Almost all supermarkets or stores promote Valentine chocolate gifts from mid-January. The average spending for chocolate in Feb is 4 times more than Aug, which has the least amount of money spent. And in February, it is clearly understood that chocolates are purchased before 14th.
Do you know chocolate companies in Japan make almost half of their annual sales during this time of year?
2. Only "girls" give chocolate
Even Valentine’s day is only about "chocolate", it does not mean that anyone can give chocolate.
It is only the girls who give chocolate in Japan. And mostly, it comes with a confession of love for the boys. They prepare chocolate gifts to build up the courage to tell love to the loved one on Valentine's day.
Nowadays, this culture is more popular for teenagers, mostly from primary to high school students. So on the day of 14th February, many school girls bring chocolates to school with a secret crush on them and tell a love during break time or after school. It’s the day of a girl’s expression of love.

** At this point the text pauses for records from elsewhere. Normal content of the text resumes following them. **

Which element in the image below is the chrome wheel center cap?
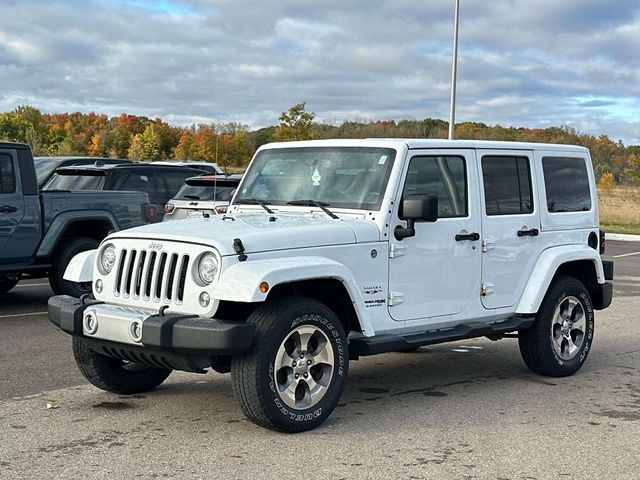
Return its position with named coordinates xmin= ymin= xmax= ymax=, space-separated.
xmin=293 ymin=358 xmax=307 ymax=374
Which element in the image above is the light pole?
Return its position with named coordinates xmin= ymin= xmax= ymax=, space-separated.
xmin=449 ymin=0 xmax=460 ymax=140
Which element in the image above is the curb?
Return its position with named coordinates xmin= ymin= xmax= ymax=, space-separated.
xmin=604 ymin=233 xmax=640 ymax=242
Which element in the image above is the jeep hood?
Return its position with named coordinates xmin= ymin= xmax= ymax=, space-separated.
xmin=109 ymin=212 xmax=380 ymax=255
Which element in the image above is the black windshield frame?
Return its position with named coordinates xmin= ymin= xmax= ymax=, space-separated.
xmin=234 ymin=146 xmax=398 ymax=211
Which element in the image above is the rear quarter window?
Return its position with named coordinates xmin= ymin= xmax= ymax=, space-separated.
xmin=542 ymin=157 xmax=592 ymax=213
xmin=0 ymin=154 xmax=16 ymax=193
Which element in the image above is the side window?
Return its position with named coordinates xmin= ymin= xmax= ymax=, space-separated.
xmin=156 ymin=172 xmax=193 ymax=197
xmin=542 ymin=157 xmax=591 ymax=213
xmin=402 ymin=156 xmax=468 ymax=218
xmin=0 ymin=153 xmax=16 ymax=193
xmin=482 ymin=156 xmax=533 ymax=215
xmin=115 ymin=172 xmax=153 ymax=193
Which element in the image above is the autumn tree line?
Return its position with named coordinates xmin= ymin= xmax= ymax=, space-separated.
xmin=0 ymin=103 xmax=640 ymax=185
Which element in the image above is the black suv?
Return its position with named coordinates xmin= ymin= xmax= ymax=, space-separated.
xmin=43 ymin=163 xmax=204 ymax=220
xmin=33 ymin=157 xmax=132 ymax=188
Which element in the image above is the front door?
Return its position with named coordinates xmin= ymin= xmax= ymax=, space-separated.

3. What types of chocolate gifts?
While confession of love is considered as the main part of Japanese Valentine’s culture, giving chocolate itself has developed in its own way. In fact, there are many variations of the meaning of chocolates these days.
Do you know some of them?
HONMEI CHOCO (chocolate for true love)
Given to the loved one, normally expensive, famous brand's or handmade chocolate. If she is in one-sided love, chocolate gift means "declaration of love" to the loved one. If she is already in a relationship, it means "proof of love".
GIRI CHOCO (courtesy chocolate)
Given to friends or colleagues, to express daily appreciation and care. While this has become such popular and normal culture now in Japan, giving GIRI CHOCO from ladies can be received as a duty sometimes. Some movements of stopping giving GIRI CHOCO has been occurred recently too.
FAMI CHOCO (family chocolate)
Father, husband, or boy's children,... a chocolate gift which is given to male family members. Mothers or daughters tend to make chocolate sweets or purchase the ones which can be enjoyed together in family after giving them.
TOMO CHOCO (friend chocolate)
Given to girl’s fiends, as exchanging gifts. It can be picked some brand's chocolates or trendy chocolate sweets. It deepens girls' friendships.
JIBUN CHOCO (treating chocolate)
Given to herself. It is a treatment for yourself so it can be a very expensive one!? Worldwide well-known chocolatiers or patissiers release special chocolates or limited collaboration sweets etc., particularly for the Japanese Valentine season. In face, it is a best chance for self-gift for own treatment.
ORE CHOCO (my chocolate)
The one men buy and give it to himself. Recently, men purchase chocolates for themselves too. The reasons are various, but because it is a good chance to find rare chocolates, he generally likes chocolates, or he thinks he won’t get any from girls….and so on. In anyway, why not men enjoy the Valentine's season from their side?
What do you think about Japanese Valentine’s day? A while ago, Japanese Valentine's day was only understood as a the day for "girls give chocolates to loved boys". That's not all meaning anymore nowadays, however, "giving chocolates" seems still remains as key term for Valentine's in Japan.
How about spending "Chocolate" Valentine's Day this year?